US news channel reveals radical rebrand

The left-leaning US news opinion channel MSNBC will undergo a radical transformation by the end of the year with a new name and logo.

US news channel MSNBC, available in Australia on Foxtel, BINGE, FLASH, and Fetch TV, has today unveiled a radical rebrand of the channel.

MSNBC is one of seven US cable channels being spun off by owner NBC Universal into a new company branded Versant. It’s sister channels include USA Network, CNBC, Oxygen, E!, SYFY, and Golf Channel. It is part of an effort to divorce the legacy media assets from the digital assets seen as the future of the business, with an eye towards an eventual Versant sale.

As part of Versant, MSNBC needed a rebrand to remove both the name NBC from its brand, along with the iconic NBC peacock logo.

MSNBC will now be branded as MS NOW, which is an acronym that stands for: My Source | News | Opinion | World.

MSNBC and MS NOW logos

Fellow Versant channels CNBC and Golf Channel, which also use the peacock logo, will also receive refreshed visual branding, but both will retain their names.

In a memo issued to staff, MSNBC president Rebecca Kutler advised: “This new branding underscores our mission: to serve as a destination for breaking news and best-in-class opinion journalism, all rooted in accurate and reported facts.

“This decision now allows us to set our own course and assert our independence as we continue to build our own modern news-gathering operation.

“While our name will be changing, who we are and what we do will not.

“Our commitment to our work and our audiences will not waiver from what the brand promise has been for three decades.”

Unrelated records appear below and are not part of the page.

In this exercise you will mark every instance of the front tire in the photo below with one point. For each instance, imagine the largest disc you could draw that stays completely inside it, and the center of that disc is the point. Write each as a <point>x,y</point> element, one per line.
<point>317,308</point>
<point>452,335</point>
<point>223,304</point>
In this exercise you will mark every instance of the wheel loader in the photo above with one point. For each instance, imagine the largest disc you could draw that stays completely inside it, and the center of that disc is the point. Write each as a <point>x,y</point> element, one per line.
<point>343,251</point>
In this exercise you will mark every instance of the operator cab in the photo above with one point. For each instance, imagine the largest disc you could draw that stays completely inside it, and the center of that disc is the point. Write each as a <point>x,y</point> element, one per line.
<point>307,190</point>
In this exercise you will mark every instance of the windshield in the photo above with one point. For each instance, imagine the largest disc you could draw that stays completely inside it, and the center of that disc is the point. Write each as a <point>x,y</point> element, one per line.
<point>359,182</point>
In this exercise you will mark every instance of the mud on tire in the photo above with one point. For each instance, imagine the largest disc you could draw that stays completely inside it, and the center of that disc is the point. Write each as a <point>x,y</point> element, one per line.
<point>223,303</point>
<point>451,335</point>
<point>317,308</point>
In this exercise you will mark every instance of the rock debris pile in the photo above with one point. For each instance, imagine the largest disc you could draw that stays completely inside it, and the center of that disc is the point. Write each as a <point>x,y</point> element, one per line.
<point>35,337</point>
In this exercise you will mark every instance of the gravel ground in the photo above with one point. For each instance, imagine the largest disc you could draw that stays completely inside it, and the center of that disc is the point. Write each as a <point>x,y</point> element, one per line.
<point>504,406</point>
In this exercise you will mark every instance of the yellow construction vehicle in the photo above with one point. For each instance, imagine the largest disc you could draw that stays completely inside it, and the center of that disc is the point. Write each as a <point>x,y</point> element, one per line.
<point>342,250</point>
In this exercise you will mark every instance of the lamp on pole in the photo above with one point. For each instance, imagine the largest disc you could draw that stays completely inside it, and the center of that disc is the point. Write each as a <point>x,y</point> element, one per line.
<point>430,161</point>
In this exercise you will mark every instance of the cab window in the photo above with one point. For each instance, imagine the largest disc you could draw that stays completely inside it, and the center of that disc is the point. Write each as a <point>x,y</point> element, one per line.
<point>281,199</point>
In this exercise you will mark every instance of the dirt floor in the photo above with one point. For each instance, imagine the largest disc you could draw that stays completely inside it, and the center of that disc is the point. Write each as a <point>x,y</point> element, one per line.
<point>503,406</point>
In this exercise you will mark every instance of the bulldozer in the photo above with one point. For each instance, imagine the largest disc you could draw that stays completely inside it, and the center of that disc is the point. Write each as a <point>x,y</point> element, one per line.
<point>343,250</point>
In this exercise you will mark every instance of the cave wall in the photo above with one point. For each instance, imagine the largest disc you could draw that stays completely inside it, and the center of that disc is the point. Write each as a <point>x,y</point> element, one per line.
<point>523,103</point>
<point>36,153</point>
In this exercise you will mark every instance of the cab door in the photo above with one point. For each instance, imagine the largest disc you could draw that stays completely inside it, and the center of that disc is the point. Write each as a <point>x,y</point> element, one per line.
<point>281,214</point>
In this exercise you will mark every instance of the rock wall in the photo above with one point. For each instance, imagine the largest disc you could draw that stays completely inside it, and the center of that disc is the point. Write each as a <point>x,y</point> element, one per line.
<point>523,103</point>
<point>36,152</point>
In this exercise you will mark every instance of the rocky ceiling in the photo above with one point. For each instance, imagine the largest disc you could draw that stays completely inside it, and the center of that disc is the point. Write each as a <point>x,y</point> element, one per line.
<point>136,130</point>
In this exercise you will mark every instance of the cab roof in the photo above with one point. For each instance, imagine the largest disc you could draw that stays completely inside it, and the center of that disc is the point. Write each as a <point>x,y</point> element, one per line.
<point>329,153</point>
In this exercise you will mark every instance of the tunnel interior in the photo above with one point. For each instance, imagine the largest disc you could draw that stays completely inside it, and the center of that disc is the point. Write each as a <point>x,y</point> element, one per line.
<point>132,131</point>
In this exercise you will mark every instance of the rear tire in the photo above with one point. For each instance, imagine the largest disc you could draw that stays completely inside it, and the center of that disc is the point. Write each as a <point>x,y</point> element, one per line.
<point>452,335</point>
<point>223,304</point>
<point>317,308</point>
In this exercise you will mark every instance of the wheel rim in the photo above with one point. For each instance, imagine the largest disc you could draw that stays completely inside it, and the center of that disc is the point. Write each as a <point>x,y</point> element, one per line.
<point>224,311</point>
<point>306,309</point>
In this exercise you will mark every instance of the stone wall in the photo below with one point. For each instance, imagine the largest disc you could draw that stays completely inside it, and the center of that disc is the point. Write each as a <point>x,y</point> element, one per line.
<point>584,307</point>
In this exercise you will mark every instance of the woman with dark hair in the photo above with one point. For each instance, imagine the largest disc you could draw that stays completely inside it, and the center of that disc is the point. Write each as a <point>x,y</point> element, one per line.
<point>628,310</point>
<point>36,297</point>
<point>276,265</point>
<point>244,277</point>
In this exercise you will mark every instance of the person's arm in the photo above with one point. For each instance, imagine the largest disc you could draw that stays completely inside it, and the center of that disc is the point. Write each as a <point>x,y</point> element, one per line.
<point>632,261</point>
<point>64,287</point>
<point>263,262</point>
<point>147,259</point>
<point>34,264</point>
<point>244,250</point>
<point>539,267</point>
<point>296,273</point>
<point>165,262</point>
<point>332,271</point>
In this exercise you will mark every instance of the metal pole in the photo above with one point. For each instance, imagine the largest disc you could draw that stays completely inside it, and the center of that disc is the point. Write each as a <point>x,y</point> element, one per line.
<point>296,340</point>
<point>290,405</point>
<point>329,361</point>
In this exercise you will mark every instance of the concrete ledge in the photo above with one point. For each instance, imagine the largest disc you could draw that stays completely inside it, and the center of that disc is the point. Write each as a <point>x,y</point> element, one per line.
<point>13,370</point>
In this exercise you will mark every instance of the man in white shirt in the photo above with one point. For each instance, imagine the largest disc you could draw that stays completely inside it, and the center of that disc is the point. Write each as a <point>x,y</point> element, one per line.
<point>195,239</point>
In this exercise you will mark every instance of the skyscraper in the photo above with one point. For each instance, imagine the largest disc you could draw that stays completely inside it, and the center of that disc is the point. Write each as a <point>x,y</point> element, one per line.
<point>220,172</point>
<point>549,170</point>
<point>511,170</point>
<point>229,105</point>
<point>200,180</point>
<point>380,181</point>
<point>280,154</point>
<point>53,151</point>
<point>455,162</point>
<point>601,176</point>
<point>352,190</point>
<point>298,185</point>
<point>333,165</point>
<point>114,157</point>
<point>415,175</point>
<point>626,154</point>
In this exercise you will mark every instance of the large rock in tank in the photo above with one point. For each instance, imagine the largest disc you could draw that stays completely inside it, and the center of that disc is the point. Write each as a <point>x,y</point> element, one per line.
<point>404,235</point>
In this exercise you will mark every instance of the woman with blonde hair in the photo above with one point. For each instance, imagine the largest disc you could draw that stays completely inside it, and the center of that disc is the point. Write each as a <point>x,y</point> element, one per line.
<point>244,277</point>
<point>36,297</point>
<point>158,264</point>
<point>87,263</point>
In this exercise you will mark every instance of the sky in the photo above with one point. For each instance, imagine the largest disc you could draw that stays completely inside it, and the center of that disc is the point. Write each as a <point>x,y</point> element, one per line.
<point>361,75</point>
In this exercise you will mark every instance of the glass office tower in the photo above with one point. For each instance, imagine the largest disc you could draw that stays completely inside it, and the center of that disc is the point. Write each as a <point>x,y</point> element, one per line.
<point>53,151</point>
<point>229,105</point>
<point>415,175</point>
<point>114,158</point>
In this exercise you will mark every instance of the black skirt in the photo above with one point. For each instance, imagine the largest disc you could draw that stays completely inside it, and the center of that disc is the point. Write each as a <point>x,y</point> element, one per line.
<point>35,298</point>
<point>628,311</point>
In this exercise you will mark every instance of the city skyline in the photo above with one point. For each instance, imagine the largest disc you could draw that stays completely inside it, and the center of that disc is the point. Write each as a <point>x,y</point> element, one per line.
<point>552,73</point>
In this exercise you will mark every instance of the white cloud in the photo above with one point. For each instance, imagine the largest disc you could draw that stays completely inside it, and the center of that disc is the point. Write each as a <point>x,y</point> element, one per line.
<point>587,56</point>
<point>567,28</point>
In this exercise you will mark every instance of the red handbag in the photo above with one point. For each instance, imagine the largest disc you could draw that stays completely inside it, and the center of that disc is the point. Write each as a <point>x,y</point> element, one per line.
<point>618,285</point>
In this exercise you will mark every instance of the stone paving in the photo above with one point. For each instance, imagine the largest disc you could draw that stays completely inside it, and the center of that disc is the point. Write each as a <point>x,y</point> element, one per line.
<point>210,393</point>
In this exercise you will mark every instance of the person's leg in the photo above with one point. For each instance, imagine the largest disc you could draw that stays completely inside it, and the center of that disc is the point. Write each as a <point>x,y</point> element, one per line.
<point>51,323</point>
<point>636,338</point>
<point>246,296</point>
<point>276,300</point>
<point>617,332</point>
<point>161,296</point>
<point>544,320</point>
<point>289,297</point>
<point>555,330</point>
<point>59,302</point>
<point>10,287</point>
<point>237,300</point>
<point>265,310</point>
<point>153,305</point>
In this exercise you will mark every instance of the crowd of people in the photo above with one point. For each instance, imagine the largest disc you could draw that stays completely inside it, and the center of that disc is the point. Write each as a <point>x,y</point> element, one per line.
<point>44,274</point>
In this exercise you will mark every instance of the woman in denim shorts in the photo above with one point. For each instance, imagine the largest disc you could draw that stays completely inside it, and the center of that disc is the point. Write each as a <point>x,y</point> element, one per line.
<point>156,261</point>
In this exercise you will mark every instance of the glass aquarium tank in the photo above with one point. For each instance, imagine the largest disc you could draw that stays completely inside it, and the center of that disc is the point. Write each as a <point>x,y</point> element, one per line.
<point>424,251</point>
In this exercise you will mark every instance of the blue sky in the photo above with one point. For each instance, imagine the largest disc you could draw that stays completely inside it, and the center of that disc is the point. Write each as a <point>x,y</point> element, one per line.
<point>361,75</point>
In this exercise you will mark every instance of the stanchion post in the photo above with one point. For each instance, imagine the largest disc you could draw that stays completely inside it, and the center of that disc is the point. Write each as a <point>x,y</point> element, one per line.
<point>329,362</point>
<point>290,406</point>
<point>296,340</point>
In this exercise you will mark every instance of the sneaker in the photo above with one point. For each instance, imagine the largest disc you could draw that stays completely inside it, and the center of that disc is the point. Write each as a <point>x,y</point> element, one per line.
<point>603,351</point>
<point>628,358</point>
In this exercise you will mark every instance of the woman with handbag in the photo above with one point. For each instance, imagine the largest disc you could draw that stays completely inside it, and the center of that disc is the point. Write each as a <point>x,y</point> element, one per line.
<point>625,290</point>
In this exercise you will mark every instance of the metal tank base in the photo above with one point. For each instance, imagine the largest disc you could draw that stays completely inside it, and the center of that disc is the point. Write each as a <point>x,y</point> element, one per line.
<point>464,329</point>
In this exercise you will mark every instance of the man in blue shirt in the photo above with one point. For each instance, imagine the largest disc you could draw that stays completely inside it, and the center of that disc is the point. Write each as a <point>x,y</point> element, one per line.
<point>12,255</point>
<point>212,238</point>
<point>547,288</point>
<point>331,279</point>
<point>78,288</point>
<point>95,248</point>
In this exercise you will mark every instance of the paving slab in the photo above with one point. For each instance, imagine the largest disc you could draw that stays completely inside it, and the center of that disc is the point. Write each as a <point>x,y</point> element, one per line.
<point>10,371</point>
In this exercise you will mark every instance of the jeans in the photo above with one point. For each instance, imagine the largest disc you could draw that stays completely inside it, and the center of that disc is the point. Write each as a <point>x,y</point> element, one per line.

The MSNBC brand has its origins in a business partnership between NBC and Microsoft. It launched in 1996 with the linear news TV channel and news website MSNBC.com. Microsoft exited the TV business in 2005, followed by the website in 2012. MS has remained in the branding since.

The channel will continue to be branded as MSNBC, with the new MS NOW brand to come into effect before the end of the year.